RuleGate is licensed under the [Business Source License 1.1](LICENSE).

```
Licensor:             actiongate-oss
Licensed Work:        RuleGate
Additional Use Grant: None
Change Date:          2030-02-25 (four years from initial publication)
Change License:       Mozilla Public License 2.0
```

**What this means:** You may copy, modify, create derivative works, redistribute, and make non-production use of RuleGate. The Additional Use Grant is "None", which means any use in a live environment that provides value to end users or internal business operations — including SaaS, internal enterprise deployment, and paid betas — requires a commercial license from the licensor. On the Change Date, RuleGate becomes available under [MPL 2.0](https://www.mozilla.org/en-US/MPL/2.0/) and the production restriction terminates. Each version has its own Change Date calculated from its publication.

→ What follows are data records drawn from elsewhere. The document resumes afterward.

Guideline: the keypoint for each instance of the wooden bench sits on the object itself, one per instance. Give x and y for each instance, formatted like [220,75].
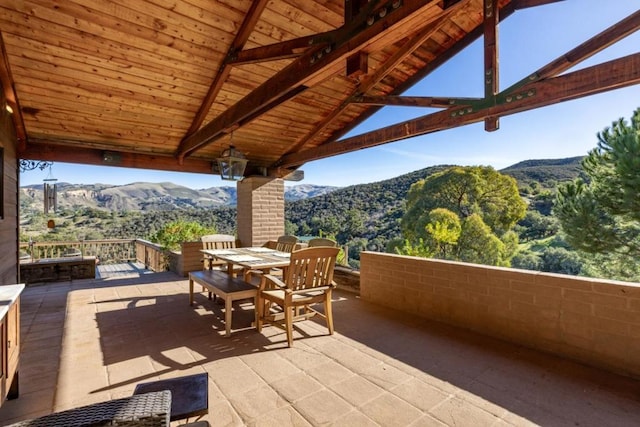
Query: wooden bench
[226,287]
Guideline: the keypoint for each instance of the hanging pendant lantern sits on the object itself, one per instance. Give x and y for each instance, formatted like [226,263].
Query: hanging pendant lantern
[232,164]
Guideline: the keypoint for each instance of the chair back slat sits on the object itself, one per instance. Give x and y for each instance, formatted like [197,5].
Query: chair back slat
[286,243]
[311,268]
[218,241]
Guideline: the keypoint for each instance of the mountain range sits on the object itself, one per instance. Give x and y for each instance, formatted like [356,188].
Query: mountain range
[145,196]
[165,196]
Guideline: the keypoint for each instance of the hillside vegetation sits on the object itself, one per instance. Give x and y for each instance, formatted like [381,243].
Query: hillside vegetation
[365,216]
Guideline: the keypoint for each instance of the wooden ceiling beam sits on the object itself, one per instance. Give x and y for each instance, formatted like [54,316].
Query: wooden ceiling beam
[369,81]
[53,151]
[604,77]
[491,69]
[414,101]
[250,20]
[283,50]
[350,38]
[523,4]
[596,44]
[8,87]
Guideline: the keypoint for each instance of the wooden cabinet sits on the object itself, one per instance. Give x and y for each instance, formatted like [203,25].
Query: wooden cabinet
[9,340]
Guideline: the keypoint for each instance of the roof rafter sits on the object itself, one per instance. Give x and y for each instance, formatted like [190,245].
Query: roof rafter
[610,75]
[414,101]
[585,50]
[283,50]
[369,81]
[351,38]
[10,95]
[250,20]
[60,151]
[491,69]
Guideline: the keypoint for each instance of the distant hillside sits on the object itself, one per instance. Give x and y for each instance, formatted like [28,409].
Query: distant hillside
[548,173]
[143,196]
[380,206]
[365,216]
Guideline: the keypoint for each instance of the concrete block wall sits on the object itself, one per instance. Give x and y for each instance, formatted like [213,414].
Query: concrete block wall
[590,320]
[260,210]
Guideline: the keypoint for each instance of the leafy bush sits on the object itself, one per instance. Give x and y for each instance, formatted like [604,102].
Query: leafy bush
[172,234]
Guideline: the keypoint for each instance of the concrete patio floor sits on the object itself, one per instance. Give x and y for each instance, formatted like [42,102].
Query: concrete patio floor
[94,340]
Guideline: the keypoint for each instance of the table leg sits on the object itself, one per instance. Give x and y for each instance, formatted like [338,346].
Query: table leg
[228,304]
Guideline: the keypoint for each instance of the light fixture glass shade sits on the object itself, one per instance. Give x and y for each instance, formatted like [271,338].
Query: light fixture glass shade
[232,164]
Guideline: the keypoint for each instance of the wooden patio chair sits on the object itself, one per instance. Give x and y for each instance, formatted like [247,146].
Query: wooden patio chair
[308,280]
[216,241]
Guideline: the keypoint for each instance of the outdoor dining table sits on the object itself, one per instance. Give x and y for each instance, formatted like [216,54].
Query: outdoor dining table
[251,258]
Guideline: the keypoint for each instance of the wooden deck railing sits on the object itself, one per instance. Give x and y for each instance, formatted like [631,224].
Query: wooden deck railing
[109,251]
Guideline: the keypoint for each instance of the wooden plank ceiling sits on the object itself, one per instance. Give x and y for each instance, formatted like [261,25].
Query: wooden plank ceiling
[170,84]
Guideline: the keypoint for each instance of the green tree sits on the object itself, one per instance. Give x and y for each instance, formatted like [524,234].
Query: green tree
[464,191]
[463,213]
[602,216]
[173,233]
[443,231]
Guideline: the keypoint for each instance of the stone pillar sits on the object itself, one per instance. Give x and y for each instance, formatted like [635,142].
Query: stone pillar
[260,210]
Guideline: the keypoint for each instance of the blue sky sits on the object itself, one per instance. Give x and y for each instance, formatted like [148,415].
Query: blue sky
[529,39]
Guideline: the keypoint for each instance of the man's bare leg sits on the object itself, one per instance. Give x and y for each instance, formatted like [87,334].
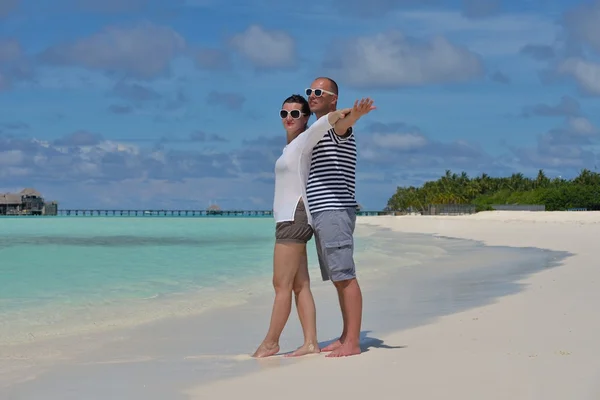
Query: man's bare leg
[307,313]
[351,297]
[286,261]
[338,343]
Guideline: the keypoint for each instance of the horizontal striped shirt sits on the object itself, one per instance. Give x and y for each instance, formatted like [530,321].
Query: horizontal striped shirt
[332,178]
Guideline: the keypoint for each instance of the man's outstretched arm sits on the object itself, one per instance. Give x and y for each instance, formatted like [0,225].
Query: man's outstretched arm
[360,108]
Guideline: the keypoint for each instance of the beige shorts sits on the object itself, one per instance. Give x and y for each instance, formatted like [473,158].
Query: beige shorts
[296,231]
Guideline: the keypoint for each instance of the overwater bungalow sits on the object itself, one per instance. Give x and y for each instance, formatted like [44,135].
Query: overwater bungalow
[27,202]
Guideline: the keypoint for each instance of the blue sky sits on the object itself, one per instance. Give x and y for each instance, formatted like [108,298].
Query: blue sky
[148,103]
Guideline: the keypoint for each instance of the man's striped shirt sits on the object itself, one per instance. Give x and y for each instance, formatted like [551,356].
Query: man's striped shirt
[332,177]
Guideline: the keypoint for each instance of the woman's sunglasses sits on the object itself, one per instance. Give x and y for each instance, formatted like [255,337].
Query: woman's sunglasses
[294,113]
[317,92]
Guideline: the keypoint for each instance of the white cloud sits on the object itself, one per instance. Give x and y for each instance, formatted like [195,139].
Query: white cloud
[266,48]
[582,126]
[583,23]
[400,141]
[393,59]
[586,73]
[143,51]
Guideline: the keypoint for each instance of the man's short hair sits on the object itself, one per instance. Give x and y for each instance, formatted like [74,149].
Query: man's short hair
[334,87]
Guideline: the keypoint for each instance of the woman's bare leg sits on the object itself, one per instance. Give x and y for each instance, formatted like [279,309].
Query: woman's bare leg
[307,312]
[287,258]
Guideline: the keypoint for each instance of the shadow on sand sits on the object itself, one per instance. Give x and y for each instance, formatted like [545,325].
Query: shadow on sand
[366,342]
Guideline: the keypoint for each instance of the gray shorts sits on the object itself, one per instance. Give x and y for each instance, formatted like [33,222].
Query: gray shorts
[334,231]
[296,231]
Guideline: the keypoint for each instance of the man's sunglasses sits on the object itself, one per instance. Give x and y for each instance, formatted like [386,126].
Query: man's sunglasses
[318,92]
[294,113]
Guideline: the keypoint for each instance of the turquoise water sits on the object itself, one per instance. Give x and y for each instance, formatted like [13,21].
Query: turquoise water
[56,273]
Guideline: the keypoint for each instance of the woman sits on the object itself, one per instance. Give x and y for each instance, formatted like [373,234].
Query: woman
[293,225]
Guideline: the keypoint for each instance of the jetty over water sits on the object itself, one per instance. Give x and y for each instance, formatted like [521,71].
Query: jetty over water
[180,213]
[164,213]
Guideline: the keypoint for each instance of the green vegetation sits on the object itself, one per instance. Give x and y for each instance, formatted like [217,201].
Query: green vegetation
[482,191]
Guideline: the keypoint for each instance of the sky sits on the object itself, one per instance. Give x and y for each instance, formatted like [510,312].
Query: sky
[174,104]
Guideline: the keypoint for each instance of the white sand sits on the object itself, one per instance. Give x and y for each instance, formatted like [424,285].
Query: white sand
[541,343]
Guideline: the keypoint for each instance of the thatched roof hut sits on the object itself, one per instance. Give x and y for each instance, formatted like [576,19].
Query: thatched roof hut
[10,198]
[29,192]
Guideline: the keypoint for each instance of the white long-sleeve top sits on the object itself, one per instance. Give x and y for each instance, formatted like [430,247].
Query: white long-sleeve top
[292,168]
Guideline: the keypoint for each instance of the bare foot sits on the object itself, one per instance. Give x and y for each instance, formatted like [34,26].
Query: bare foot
[333,346]
[266,350]
[345,350]
[304,350]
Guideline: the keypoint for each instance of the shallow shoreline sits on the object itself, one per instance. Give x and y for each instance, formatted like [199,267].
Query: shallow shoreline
[191,352]
[539,343]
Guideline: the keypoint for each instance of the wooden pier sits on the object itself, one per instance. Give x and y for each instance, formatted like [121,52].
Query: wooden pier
[182,213]
[164,213]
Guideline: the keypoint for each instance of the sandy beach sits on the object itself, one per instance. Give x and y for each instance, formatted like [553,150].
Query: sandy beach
[497,305]
[540,343]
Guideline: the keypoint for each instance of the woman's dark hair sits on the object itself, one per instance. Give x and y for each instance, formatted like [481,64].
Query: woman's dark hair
[297,98]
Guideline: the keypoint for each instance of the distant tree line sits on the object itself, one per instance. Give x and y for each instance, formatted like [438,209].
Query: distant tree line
[555,194]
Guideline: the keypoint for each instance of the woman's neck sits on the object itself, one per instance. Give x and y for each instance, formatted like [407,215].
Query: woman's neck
[293,135]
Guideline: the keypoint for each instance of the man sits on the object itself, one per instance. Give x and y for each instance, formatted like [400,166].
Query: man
[332,203]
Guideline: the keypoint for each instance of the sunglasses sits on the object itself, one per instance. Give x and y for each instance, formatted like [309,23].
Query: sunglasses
[318,92]
[294,113]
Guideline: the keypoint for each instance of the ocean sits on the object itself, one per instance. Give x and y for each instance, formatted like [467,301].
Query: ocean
[106,288]
[70,275]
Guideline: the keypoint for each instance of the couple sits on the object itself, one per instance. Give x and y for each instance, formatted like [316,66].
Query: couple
[314,194]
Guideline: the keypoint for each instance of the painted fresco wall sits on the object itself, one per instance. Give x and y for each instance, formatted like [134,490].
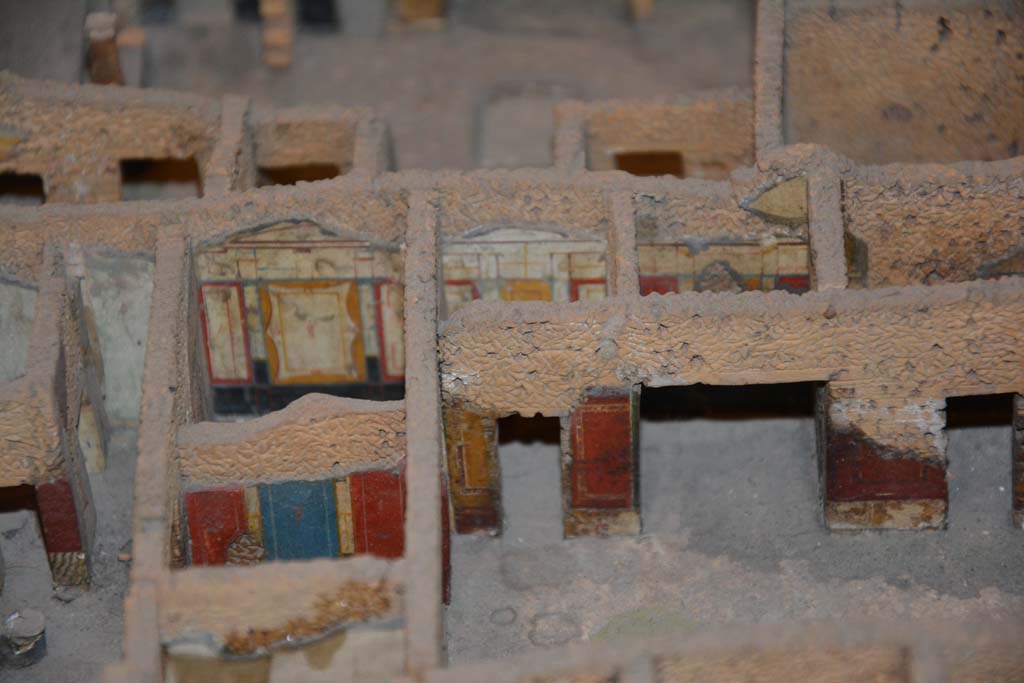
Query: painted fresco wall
[363,513]
[522,264]
[292,308]
[724,266]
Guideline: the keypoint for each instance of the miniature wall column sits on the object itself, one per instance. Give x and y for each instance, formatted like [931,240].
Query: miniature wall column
[101,57]
[1018,461]
[884,460]
[600,472]
[474,477]
[67,521]
[278,32]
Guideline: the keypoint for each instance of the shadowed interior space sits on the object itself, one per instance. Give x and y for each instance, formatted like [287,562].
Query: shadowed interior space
[650,163]
[290,175]
[22,188]
[160,179]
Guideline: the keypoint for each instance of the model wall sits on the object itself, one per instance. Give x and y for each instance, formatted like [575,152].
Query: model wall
[906,83]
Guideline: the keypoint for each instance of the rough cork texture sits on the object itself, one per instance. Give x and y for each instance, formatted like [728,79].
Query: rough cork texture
[33,407]
[75,136]
[539,357]
[251,607]
[711,211]
[903,514]
[713,131]
[932,224]
[345,206]
[515,199]
[314,436]
[910,426]
[887,84]
[880,665]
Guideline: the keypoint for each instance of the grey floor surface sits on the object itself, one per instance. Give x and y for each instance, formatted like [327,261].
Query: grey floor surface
[732,535]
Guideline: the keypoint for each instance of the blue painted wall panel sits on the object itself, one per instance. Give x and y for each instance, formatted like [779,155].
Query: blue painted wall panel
[299,520]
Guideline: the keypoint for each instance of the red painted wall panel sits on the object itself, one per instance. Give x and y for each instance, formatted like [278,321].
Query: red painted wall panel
[603,459]
[856,472]
[379,512]
[58,517]
[215,519]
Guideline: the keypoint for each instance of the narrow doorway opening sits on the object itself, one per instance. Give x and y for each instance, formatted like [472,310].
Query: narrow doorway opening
[317,14]
[22,188]
[528,451]
[160,179]
[650,163]
[979,447]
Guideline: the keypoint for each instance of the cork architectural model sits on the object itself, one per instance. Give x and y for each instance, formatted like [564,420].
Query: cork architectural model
[327,361]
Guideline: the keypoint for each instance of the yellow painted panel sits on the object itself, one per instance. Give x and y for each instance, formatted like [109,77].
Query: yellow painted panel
[526,290]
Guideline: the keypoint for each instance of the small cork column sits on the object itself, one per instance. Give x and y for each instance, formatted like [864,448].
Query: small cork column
[1018,462]
[67,544]
[424,546]
[600,470]
[474,474]
[884,460]
[102,60]
[278,32]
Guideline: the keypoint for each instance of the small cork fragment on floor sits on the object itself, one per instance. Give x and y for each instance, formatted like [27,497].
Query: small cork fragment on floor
[784,203]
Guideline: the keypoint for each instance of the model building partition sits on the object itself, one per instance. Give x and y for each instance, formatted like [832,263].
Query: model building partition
[290,308]
[522,264]
[754,244]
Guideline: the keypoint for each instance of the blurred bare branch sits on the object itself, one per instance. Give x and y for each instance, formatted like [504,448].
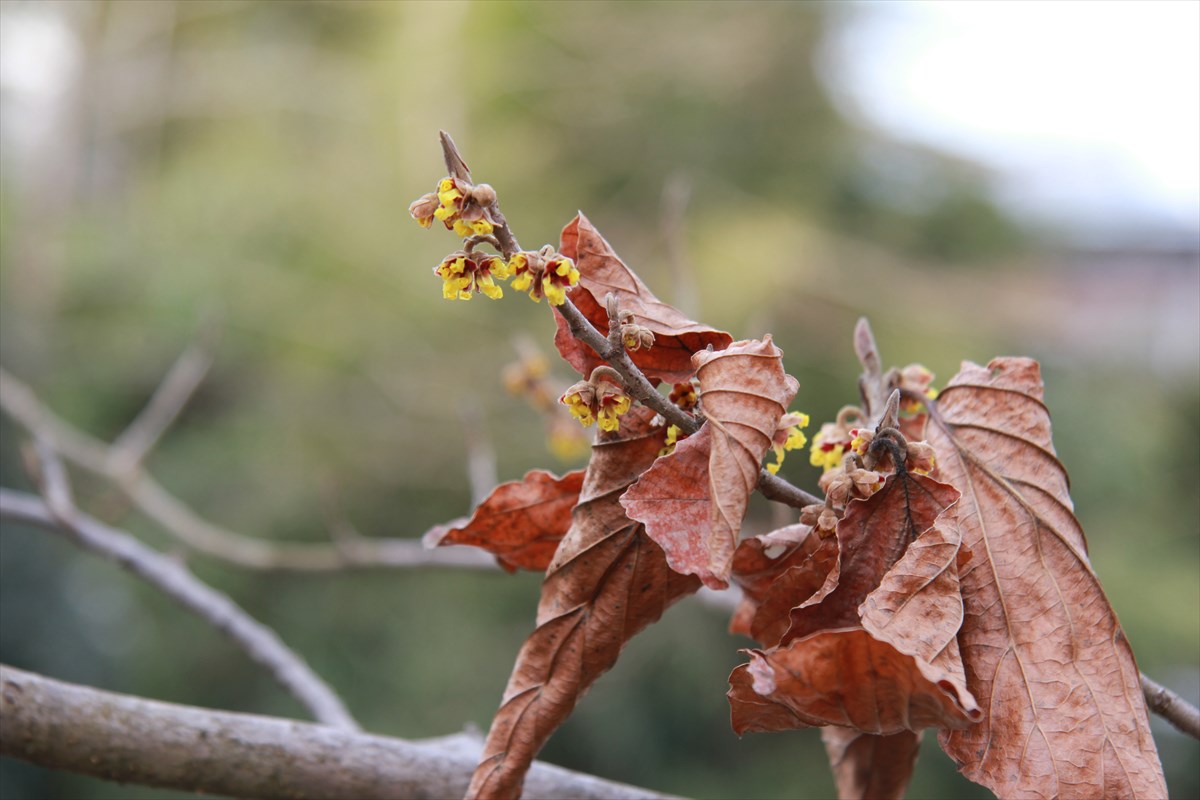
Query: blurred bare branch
[133,740]
[177,518]
[58,515]
[185,376]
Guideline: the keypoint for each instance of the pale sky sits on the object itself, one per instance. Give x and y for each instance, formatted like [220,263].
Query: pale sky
[1089,109]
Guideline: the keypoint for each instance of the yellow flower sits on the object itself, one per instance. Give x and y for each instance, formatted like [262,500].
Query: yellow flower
[828,447]
[544,274]
[461,206]
[597,400]
[466,274]
[789,435]
[672,439]
[611,407]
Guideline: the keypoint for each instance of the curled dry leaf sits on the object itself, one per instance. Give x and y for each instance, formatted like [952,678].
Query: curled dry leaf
[676,337]
[520,522]
[845,678]
[1042,647]
[867,767]
[760,560]
[873,536]
[831,671]
[918,607]
[693,501]
[607,582]
[797,587]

**If you vendor RuleGate:** Preserve the LICENSE file and copyright headers. Do not remove or modify the BSL terms. The production restriction applies to all copies, vendored or otherwise.

**Licensing difference from siblings:** [ActionGate](https://github.com/actiongate-oss/actiongate) and [BudgetGate](https://github.com/actiongate-oss/budgetgate) are Apache 2.0. RuleGate is BSL 1.1. If composing all three, ensure your use complies with both license terms.

See [LICENSE](LICENSE) for the legally binding text.